Stimolato da queste ricerche, l’Autore nel 1981 introdusse per la prima volta nell’uomo la CPAP (Continuous Positive Airway Pressure), metodo rivoluzionario per la gestione della malattia, che dette impulso all’istituzione di numerosi dipartimenti specialistici dedicati alla diagnosi e terapia dei disordini nel sonno, permettendo, così, i vantaggi considerevoli di oggi a questo tipo di malati (Lancet 1981, 1 (8225): 862-5).
In effetti, Colin Sullivan dimostrò di aver completamente impedito in ciascuna delle cinque pazienti del suo studio l'occlusione delle vie aeree superiori semplicemente aumentando o riducendo il livello di pressione positiva.

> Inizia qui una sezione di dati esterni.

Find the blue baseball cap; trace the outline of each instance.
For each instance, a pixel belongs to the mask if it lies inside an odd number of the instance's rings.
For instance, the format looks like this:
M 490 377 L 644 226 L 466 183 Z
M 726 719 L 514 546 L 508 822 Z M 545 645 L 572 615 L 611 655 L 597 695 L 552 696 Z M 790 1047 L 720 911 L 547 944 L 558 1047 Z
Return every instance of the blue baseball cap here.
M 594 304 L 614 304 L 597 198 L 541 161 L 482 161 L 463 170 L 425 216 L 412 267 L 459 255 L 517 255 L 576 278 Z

Pur tuttavia, questo trattamento non fu subito acquisito nella pratica medica e si è dovuto aspettare un periodo piuttosto lungo per osservarne l’applicazione su  vasta scala. Questo anche perché i primi modelli dei dispositivi usati erano ingombranti e rumorosi. Solo in seguito, verso la fine degli anni ottanta, essi furono migliorati divenendo di dimensioni accettabili e, quindi, molto più pratici e utilizzabili per un loro largo consumo.
La CPAP, comunque, durante gli anni è rimasta per lungo tempo l’unica opzione offerta per il trattamento dell’apnea. Negli anni novanta iniziò la comparsa di altri dispositivi, come gli apparecchi per l’avanzamento mandibolare (Orthoapnea). La ricerca, peraltro, è sempre protesa all’immissione di nuove risposte terapeutiche di comprovata efficacia che possano offrire la maggiore tollerabilità e facilità di uso per una sempre maggiore accettazione da parte dei pazienti.

Nel 1988 con l’identificazione del fenomeno delle ipopnee venne introdotta l’espressione “obstructive sleep apnea-hypopnea syndrome” (OSAHS).